Like a snake that had swallowed a beach ball.

“So, then, I’m just standing there… and they’re just standing there… And it’s this whole thing. And, eventually, the small one thinks to change the subject - say they like my new haircut - and I manage to excuse myself and bugger off home. And then I spend the rest of the afternoon thinking about it.” 

He pulls a face. 

There had been no need to spend the rest of the afternoon thinking about it. It had been a stupid thing to do, really. Stupid thing to dwell on. The whole thing’s stupid, he thinks. He’s not even sure why he’s still talking about it. He should stop.

“I just… hadn’t really considered that side of things, before,” he admits to Aziraphale, mouth continuing on anyway - regardless of the intentions of his brain. “I mean, what the ever-living fuck _am_ I supposed to call myself? ‘Mother’ seems like i’m only calling myself that because i’m doing the carrying bit. Father seems like I’m ignoring that aspect. And… is there even a right choice, really? Because I’m not sold on committing to one human gender for the rest of eternity - no offence.” 

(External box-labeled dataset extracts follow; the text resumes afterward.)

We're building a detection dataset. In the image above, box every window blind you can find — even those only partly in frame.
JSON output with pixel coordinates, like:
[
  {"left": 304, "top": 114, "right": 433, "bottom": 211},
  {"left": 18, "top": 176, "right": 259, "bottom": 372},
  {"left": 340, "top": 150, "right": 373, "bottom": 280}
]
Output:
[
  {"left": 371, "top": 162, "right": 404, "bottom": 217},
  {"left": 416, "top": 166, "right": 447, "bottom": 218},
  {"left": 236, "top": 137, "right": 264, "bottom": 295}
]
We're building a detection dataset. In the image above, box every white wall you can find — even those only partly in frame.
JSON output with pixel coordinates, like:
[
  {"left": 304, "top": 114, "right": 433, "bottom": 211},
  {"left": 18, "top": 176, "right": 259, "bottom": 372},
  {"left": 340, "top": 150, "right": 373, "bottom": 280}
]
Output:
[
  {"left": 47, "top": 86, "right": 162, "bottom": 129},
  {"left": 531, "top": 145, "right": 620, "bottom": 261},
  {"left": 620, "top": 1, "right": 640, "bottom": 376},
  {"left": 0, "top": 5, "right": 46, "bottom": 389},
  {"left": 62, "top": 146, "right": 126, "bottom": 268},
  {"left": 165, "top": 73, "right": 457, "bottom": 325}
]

Aziraphale dips his head. None taken. 

“So, whichever I choose, there are going to be times where it doesn’t match up with what society expects. And I don’t want to screw-,” he gesticulates vaguely towards his midriff, “ _them_ up, by making the wrong choice. Or not giving them one to use. Because everyone's going to expect to call me something. So, now i’m questioning everything I've ever believed about myself.” 

Aziraphale nods understandingly, but says nothing. Just continues to let Crowley babble.

“And then I started thinking - well fuck, what if what I call myself is the least of our worries? I mean, what if something else goes wrong? What if they end up damaged in some way? What if they end up with my buggered-up eyes, or your insufferable love of opera? What if they end up hating us, because we’ve essentially ostracised them from the rest of our kind by being who we are? What if we don't like them? Can’t take this back, you know… This is a life sentence. And what if something happens to us and they’re left here alone? What if-" Crowley stutters for a moment, then falls silent. 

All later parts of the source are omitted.